In a keynote address at Sustainability Forum 2025 on Tuesday, Finance Minister Pichai Chunhavajira outlined the government's comprehensive tax-reform strategy. The proposed changes include significant reductions in both corporate and personal income-tax rates, alongside a potential adjustment to the current VAT rate.
Key Proposed Tax Reforms
Pichai emphasised that while VAT increases might be challenging, they could serve as a crucial tool for reducing economic inequality. The proposed reforms are part of a broader strategy to create a more sustainable and equitable economic environment.
The Office of Fiscal Economics (OEF) and the Revenue Department have been tasked with conducting a detailed study of these proposed changes. Pichai has personally overseen the initial stages of this comprehensive tax-reform initiative.
International comparisons reveal the context of these proposed changes.
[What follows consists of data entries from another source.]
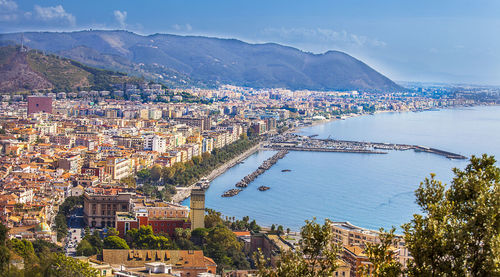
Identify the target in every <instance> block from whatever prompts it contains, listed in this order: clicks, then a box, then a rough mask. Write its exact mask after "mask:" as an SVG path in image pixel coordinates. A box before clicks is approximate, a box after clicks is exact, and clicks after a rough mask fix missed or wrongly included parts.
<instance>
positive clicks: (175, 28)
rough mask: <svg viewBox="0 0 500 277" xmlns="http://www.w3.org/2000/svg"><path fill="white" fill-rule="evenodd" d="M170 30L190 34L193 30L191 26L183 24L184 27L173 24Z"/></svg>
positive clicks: (188, 24)
mask: <svg viewBox="0 0 500 277" xmlns="http://www.w3.org/2000/svg"><path fill="white" fill-rule="evenodd" d="M172 28H174V30H176V31H187V32H191V31H192V30H193V26H191V24H189V23H188V24H185V25H179V24H174V25H172Z"/></svg>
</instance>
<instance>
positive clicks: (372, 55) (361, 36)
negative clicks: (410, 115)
mask: <svg viewBox="0 0 500 277" xmlns="http://www.w3.org/2000/svg"><path fill="white" fill-rule="evenodd" d="M498 14H500V2H498V1H494V0H480V1H475V2H473V3H471V2H470V1H467V0H457V1H452V0H444V1H439V3H435V2H434V1H430V0H425V1H419V2H418V3H400V2H399V1H395V0H383V1H378V2H377V3H373V2H371V1H363V0H359V1H347V0H345V1H344V0H339V1H323V0H321V1H314V2H312V3H303V2H299V1H281V0H280V1H273V2H271V3H268V2H266V1H241V2H234V1H211V2H204V1H198V0H196V1H182V2H171V1H158V0H149V1H144V2H138V1H131V0H121V1H117V0H110V1H105V2H100V1H96V0H89V1H85V3H83V2H78V1H75V2H67V1H62V0H49V1H44V2H39V1H36V0H25V1H18V0H17V1H16V0H0V33H12V32H26V31H79V30H86V29H87V30H88V29H104V30H116V29H119V30H128V31H131V32H134V33H138V34H141V35H148V34H154V33H165V34H176V35H198V36H211V37H218V38H234V39H239V40H242V41H245V42H248V43H278V44H282V45H286V46H291V47H294V48H297V49H300V50H302V51H304V52H312V53H324V52H326V51H329V50H335V51H342V52H345V53H347V54H349V55H352V56H353V57H355V58H357V59H359V60H361V61H363V62H365V63H366V64H368V65H369V66H371V67H373V68H374V69H376V70H377V71H379V72H381V73H382V74H384V75H386V76H387V77H389V78H390V79H392V80H396V81H400V82H401V81H403V82H404V81H406V82H439V83H455V84H477V85H500V80H499V79H498V77H499V76H500V53H499V52H498V49H500V37H498V36H497V35H496V33H497V30H498V29H500V18H499V17H498Z"/></svg>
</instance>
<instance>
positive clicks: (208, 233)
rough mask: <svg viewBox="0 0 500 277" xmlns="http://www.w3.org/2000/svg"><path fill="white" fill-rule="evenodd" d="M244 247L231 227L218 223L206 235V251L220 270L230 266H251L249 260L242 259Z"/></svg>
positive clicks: (207, 253)
mask: <svg viewBox="0 0 500 277" xmlns="http://www.w3.org/2000/svg"><path fill="white" fill-rule="evenodd" d="M242 247H243V246H242V244H241V243H240V242H238V240H237V238H236V235H235V234H234V233H233V232H232V231H231V230H230V229H229V228H227V227H226V226H224V225H217V226H215V227H214V228H212V229H210V231H209V233H208V235H207V237H206V246H205V253H207V256H209V257H210V258H212V259H214V261H215V262H216V263H217V271H218V272H221V271H222V270H224V269H228V268H242V269H243V268H249V267H250V265H249V263H248V261H247V260H246V259H242V255H243V254H242V252H241V250H242Z"/></svg>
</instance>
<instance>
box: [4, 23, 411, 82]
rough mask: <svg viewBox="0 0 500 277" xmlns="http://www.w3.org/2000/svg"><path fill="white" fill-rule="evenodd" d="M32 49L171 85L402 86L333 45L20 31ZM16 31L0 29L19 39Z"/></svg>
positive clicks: (195, 38) (166, 34)
mask: <svg viewBox="0 0 500 277" xmlns="http://www.w3.org/2000/svg"><path fill="white" fill-rule="evenodd" d="M23 36H24V43H25V44H26V45H27V46H29V47H31V48H34V49H40V50H43V51H48V52H51V53H55V54H58V55H61V56H64V57H67V58H70V59H74V60H76V61H79V62H82V63H85V64H89V65H92V66H97V67H100V68H106V69H111V70H120V71H124V72H127V73H133V74H136V75H142V76H144V77H146V78H149V79H153V80H156V81H163V82H164V83H167V84H171V85H173V86H178V85H182V84H185V85H193V84H194V85H208V86H213V85H217V84H234V85H239V86H249V87H255V88H273V87H282V88H289V89H313V90H366V91H390V92H393V91H401V90H404V89H403V88H402V87H400V86H399V85H397V84H396V83H394V82H393V81H391V80H390V79H388V78H387V77H385V76H384V75H382V74H380V73H378V72H377V71H375V70H374V69H372V68H370V67H369V66H368V65H366V64H365V63H363V62H361V61H359V60H357V59H355V58H353V57H351V56H349V55H348V54H346V53H343V52H339V51H329V52H326V53H324V54H312V53H307V52H303V51H300V50H298V49H296V48H292V47H288V46H282V45H279V44H274V43H266V44H249V43H245V42H243V41H240V40H236V39H219V38H209V37H201V36H178V35H169V34H154V35H148V36H142V35H138V34H135V33H132V32H128V31H95V30H94V31H92V30H91V31H78V32H62V33H56V32H30V33H24V34H23ZM20 41H21V34H20V33H13V34H0V44H4V45H5V44H12V43H17V44H19V43H20Z"/></svg>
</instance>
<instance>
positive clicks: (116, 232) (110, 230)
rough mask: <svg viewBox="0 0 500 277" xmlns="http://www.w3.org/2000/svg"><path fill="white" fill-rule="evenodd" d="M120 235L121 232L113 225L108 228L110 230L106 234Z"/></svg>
mask: <svg viewBox="0 0 500 277" xmlns="http://www.w3.org/2000/svg"><path fill="white" fill-rule="evenodd" d="M118 235H119V232H118V230H116V229H115V228H113V227H111V228H109V229H108V231H107V232H106V236H108V237H109V236H118Z"/></svg>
While Thailand currently collects 7% VAT (against a prescribed 10%), neighbouring Singapore charges 9%, and European countries typically range around 20%.
The government says its proactive approach signals a commitment to modernising Thailand's tax system, balancing the need for increased revenue with the goal of maintaining economic attractiveness and supporting sustainable business growth.
Final details of the tax reforms are yet to be confirmed, with further announcements expected as the study progresses.